Las Vegas kembali berdenyut dengan aura teknologi paling futuristik tahun ini, dan di tengah riuhnya Consumer Electronics Show (CES) 2025, semua mata tertuju pada satu sosok ikonik dengan jaket kulit legendarisnya Jensen Huang, CEO dan pendiri Nvidia.

Pada 6 Januari lalu pukul 18:30 waktu setempat, Nvidia resmi membuka panggung CES dengan keynote yang diperkirakan akan menentukan arah inovasi teknologi global sepanjang tahun ini.

Mengapa semua perhatian tertuju pada Nvidia?
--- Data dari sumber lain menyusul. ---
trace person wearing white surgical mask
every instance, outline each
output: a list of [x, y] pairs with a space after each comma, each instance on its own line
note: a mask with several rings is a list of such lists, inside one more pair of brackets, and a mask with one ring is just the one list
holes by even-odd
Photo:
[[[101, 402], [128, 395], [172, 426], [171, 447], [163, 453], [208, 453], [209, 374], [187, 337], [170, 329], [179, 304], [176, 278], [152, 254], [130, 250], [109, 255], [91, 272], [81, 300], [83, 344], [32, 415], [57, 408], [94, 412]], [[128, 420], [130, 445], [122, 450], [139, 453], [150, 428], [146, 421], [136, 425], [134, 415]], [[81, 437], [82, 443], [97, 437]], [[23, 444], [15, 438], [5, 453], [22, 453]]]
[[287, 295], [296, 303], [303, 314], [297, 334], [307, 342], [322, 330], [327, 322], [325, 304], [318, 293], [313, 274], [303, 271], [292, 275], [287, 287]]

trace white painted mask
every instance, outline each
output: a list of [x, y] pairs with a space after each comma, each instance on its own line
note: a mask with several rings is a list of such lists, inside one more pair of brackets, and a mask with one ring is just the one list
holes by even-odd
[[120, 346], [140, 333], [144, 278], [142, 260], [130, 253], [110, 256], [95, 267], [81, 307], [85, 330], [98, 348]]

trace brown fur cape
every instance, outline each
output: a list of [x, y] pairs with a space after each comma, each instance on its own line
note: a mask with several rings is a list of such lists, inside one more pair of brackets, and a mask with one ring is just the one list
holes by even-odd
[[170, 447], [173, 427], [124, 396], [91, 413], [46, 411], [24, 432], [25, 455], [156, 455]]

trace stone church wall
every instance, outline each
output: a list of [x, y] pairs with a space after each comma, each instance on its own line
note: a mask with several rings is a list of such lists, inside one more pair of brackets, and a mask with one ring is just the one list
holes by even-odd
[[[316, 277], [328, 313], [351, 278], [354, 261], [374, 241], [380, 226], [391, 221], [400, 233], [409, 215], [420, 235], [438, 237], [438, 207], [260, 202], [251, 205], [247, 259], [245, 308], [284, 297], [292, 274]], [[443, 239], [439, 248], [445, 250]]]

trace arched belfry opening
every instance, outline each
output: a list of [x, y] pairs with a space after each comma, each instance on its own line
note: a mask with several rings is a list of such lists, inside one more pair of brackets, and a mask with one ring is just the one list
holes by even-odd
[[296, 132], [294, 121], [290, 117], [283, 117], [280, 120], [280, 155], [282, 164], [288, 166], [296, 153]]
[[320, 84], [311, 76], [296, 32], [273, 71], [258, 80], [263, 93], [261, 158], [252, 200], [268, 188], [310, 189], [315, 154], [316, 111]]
Jawabannya sederhana: perusahaan ini saat ini adalah pusat gravitasi dari revolusi AI global, dengan kapitalisasi pasar menembus $3,4 triliun menjadikannya salah satu perusahaan paling bernilai di dunia, sejajar dengan Apple dan Microsoft.

GPU RTX 5000 Senjata Baru di Era AI Generatif

Sorotan utama dalam keynote kali ini adalah peluncuran seri GPU RTX 5000, penerus dari lini kartu grafis yang selama ini menjadi tulang punggung perkembangan grafis tinggi dan AI generatif.
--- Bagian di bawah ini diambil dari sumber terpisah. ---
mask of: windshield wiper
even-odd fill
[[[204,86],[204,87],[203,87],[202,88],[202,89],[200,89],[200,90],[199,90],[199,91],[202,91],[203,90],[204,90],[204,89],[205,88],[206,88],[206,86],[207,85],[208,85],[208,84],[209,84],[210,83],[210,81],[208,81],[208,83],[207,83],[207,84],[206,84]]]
Meski detail lengkap belum diumumkan, bocoran menyebutkan bahwa RTX 5000 akan menghadirkan lompatan performa besar, efisiensi energi lebih baik, serta optimalisasi untuk pemrosesan AI dan rendering real-time fitur yang sangat dibutuhkan di dunia pengembangan konten, gaming, dan data center.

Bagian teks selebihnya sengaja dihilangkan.